Radio 2’s morning included Roger Royle with Good Morning, Christmas and Ken Bruce. There was comedy of the end-of the-pier variety with The Christmas Huddlines and Ken Dodd’s Christmas Cracker. Terry Wogan may have been in his BBC1 chat show period but didn’t entirely abandon radio as he popped up between 1 and 3 p.m. You’ll have nodded off post-lunch with this line-up: In with the Old! (a musical comedy starring Evelyn Laye, Elisabeth Welch, Dora Bryan, Maxine Audley and Richard Murdoch), Gerald Harper as DJ in My Favourite Things, Sing Something Seasonal and A Celebration of Christmas with Roy Castle, Cliff Richard, Dana, Mary O’Hara and Alvin Stardust.

Radio 3’s day including a live concert from Amsterdam, simulcast on BBC2, with Tony Scotland introducing the Amsterdam Concertgebouw Orchestra conducted by Bernard Haitink.

Radio 4 was living in the past that year.

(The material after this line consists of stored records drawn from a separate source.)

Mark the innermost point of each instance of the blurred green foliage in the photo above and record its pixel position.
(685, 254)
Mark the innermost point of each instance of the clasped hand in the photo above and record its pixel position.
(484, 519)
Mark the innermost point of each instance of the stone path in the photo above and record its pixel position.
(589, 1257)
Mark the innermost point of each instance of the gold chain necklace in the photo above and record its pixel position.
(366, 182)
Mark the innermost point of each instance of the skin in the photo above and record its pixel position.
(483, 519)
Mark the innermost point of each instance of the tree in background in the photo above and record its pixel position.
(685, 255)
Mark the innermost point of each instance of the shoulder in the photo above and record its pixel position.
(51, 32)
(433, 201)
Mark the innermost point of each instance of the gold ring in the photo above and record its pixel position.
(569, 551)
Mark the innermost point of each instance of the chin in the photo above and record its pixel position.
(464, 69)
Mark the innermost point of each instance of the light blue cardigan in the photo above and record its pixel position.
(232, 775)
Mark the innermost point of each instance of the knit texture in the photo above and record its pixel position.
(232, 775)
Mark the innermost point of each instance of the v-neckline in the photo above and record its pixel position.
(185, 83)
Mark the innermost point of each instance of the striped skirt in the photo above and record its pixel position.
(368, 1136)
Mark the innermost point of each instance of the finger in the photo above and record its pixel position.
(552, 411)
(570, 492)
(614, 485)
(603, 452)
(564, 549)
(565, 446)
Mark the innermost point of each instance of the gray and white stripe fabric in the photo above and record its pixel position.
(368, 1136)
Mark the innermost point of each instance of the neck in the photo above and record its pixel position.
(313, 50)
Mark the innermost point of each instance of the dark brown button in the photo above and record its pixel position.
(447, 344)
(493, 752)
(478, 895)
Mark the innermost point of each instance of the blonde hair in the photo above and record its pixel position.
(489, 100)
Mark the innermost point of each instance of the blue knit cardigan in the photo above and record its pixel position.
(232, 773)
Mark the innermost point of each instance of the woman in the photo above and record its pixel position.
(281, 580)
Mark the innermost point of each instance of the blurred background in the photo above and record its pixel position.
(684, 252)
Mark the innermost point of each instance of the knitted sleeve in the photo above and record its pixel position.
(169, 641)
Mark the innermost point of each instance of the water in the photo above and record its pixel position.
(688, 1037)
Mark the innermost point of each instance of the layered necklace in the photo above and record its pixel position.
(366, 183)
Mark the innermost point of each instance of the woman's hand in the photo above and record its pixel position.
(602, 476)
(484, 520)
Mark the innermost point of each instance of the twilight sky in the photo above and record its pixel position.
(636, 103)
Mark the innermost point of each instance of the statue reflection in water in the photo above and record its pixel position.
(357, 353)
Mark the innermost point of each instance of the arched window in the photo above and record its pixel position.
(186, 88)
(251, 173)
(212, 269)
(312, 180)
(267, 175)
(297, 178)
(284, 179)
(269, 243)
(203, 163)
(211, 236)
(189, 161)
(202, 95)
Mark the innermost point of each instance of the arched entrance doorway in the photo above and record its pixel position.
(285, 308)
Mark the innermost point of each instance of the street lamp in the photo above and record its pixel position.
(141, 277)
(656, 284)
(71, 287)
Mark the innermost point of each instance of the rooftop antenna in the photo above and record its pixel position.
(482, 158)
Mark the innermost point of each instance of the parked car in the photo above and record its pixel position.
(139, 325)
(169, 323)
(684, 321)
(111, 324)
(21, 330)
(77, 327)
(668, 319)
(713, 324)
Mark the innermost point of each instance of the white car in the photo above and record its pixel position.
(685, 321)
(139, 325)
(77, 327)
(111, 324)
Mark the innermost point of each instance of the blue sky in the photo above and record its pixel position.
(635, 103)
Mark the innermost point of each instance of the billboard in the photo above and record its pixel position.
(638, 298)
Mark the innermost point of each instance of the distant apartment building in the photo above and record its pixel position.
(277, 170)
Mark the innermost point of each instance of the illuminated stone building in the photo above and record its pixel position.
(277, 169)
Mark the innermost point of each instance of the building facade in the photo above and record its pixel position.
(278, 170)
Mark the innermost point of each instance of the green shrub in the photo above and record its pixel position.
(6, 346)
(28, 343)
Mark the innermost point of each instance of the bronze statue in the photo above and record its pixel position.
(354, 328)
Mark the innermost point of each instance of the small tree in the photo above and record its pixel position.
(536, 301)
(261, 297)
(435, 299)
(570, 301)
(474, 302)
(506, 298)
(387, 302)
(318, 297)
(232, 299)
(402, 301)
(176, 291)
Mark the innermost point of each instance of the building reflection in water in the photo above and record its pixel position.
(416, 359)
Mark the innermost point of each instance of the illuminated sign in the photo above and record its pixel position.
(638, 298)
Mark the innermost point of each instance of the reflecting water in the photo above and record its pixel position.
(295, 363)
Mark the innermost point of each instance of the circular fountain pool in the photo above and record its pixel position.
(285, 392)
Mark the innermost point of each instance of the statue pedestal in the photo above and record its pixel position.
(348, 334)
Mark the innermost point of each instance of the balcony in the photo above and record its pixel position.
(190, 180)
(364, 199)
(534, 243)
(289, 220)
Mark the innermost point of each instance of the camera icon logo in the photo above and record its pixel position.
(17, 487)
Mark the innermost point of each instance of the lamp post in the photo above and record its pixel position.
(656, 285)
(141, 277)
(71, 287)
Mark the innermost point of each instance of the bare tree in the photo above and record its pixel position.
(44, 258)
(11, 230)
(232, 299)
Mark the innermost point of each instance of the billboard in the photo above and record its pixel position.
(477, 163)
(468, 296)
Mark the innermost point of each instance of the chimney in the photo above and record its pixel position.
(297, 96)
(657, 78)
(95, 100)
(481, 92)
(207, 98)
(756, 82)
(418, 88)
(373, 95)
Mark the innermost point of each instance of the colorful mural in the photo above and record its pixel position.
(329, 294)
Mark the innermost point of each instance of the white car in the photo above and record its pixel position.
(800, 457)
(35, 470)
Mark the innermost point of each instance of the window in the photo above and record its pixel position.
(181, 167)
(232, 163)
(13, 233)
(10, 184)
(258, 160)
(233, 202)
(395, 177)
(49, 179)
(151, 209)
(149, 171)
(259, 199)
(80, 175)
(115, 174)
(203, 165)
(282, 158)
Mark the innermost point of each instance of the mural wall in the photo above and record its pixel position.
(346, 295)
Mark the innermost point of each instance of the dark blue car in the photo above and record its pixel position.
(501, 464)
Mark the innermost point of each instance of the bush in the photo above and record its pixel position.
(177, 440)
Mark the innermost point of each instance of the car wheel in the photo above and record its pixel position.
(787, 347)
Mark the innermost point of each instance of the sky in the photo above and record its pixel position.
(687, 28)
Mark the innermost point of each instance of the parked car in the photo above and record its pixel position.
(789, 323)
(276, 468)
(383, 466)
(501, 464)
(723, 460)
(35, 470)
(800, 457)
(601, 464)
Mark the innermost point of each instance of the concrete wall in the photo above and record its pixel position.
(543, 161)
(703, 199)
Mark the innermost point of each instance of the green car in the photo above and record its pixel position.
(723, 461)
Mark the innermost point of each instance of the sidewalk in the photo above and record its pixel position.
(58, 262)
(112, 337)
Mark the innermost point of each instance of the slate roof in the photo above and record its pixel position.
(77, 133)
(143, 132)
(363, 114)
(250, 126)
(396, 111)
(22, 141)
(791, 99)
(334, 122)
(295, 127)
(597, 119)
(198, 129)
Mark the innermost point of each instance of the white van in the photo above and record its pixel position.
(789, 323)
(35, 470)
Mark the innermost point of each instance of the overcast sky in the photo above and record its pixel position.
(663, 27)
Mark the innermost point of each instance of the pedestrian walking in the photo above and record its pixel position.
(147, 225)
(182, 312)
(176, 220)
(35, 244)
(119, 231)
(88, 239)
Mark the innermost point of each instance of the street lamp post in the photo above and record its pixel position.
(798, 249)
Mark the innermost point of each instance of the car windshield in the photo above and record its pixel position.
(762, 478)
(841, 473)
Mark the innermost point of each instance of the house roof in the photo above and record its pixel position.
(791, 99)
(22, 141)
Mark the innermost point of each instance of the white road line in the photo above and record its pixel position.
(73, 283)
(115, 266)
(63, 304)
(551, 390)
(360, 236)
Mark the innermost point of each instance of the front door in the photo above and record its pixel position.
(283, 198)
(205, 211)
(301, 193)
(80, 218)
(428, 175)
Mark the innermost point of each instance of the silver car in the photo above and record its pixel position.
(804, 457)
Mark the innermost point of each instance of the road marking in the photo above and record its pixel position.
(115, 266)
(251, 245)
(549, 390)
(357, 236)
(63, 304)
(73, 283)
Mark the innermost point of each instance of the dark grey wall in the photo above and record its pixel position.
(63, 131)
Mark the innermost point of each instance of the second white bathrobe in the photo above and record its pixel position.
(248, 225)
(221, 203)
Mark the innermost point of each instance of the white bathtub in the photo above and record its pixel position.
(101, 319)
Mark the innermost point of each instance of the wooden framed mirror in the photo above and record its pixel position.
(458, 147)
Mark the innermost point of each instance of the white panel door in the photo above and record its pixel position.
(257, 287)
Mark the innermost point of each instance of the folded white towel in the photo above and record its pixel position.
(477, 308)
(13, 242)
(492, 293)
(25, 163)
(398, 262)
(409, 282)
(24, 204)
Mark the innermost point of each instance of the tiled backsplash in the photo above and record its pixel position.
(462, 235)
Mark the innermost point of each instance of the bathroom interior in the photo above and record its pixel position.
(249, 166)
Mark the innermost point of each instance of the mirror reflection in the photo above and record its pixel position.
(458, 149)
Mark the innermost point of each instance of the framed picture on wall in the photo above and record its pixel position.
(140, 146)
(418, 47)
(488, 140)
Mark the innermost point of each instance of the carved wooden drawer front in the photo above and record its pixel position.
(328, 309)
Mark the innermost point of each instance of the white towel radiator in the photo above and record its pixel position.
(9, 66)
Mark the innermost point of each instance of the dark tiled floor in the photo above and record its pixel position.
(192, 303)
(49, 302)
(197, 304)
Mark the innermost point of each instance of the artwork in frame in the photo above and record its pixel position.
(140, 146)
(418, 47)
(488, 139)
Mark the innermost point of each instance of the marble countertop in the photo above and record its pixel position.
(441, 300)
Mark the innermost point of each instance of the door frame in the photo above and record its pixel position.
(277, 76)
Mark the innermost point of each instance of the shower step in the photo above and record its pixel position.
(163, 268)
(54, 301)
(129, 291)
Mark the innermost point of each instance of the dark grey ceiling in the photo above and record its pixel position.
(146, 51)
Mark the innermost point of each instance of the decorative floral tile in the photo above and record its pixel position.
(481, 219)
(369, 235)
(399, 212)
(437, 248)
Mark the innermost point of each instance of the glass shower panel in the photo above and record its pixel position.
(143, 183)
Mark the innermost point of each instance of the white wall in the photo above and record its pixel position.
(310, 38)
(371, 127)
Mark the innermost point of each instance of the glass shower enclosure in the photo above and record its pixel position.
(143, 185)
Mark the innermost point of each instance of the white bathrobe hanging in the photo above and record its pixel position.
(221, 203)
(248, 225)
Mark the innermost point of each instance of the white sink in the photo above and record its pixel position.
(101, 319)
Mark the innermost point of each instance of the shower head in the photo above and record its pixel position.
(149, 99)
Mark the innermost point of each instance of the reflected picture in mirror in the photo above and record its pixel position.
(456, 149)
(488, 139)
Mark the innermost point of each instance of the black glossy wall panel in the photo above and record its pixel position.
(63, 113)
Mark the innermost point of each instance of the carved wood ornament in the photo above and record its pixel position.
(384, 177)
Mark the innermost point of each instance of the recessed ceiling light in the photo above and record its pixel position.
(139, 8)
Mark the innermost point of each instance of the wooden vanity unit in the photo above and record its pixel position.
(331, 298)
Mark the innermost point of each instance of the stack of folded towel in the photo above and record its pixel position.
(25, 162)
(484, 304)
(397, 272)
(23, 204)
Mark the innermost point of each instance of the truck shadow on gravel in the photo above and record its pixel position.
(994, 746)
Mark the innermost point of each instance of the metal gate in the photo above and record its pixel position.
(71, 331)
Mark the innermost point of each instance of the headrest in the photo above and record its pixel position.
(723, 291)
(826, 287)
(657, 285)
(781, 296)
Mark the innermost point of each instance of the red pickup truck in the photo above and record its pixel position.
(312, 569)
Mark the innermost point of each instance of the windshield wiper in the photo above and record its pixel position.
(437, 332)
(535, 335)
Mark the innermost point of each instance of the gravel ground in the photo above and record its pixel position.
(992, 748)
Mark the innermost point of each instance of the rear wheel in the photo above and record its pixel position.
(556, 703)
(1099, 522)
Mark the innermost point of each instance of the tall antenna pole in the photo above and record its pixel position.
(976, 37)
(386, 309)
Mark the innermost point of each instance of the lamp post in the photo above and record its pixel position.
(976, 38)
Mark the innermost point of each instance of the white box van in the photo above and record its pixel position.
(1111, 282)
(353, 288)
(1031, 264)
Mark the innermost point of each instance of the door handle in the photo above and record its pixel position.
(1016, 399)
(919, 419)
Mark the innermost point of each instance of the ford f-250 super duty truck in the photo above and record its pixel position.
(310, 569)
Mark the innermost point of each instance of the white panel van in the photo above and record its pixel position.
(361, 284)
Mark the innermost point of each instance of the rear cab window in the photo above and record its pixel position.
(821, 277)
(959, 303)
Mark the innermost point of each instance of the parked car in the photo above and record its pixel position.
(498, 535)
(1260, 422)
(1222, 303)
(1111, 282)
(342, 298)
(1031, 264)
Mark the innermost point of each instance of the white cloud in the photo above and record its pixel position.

In the morning we had the Vintage Archers with the Archer family sharing memories and events from the last 35 years.  That 30 year old highlight was The Goon Show edition Operation Christmas Duff, originally broadcast on the General Overseas Service in 1956 but never heard on domestic radio until 1986. There was a 27-year old repeat in the evening with the start of a re-run of Paul Temple and the Conrad Case.  In fact there was a whole stack of drama to enjoy: part one of John Tydeman’s adaptation of Emma, Rattigan’s French Without Tears, Murder for Christmas was The Nine Tailors starring Gary Bond as gentleman sleuth Lord Peter Wimsey and a binaural production of Jenny Hursell’s A Winter’s Tale.

Tucked away at 23.30 was Project Santa Claus, an early Punt and Dennis collaboration with Steve providing the script and Hugh doing some of the voices. In fact it was almost a Week Ending spin-off. At the time Steve was writing for the programme, added to which Ending regulars David Tate and Sally Grace (she gets to do her Thatcher impersonation) were in the cast and David Tyler was the producer. You’ll recognise some of the musical cues too.

Project Santa Claus starred Tony Slattery as Michael Downhill, Joan Sims as Beryl Downhill, David Tate as Mr Claygate, Hugh Dennis as James and Richard O’Brien as Ambridge.

1 comment:

Robin Carmody said...

This won't be in your issue, but BBC Radio London had something similarly nostalgic - a programme about the "round the Empire" link-up which used to be broadcast, latterly simulcast on the Home Service & Light Programme, before the Queen every Christmas afternoon, the last one being in 1957.

The Dad's Army 'Broadcast to the Empire' - an insert to the 1972 Christmas Night with the Stars - was based around one of these, although the extended radio episode made out of it, 'Ten Seconds from Now', wasn't.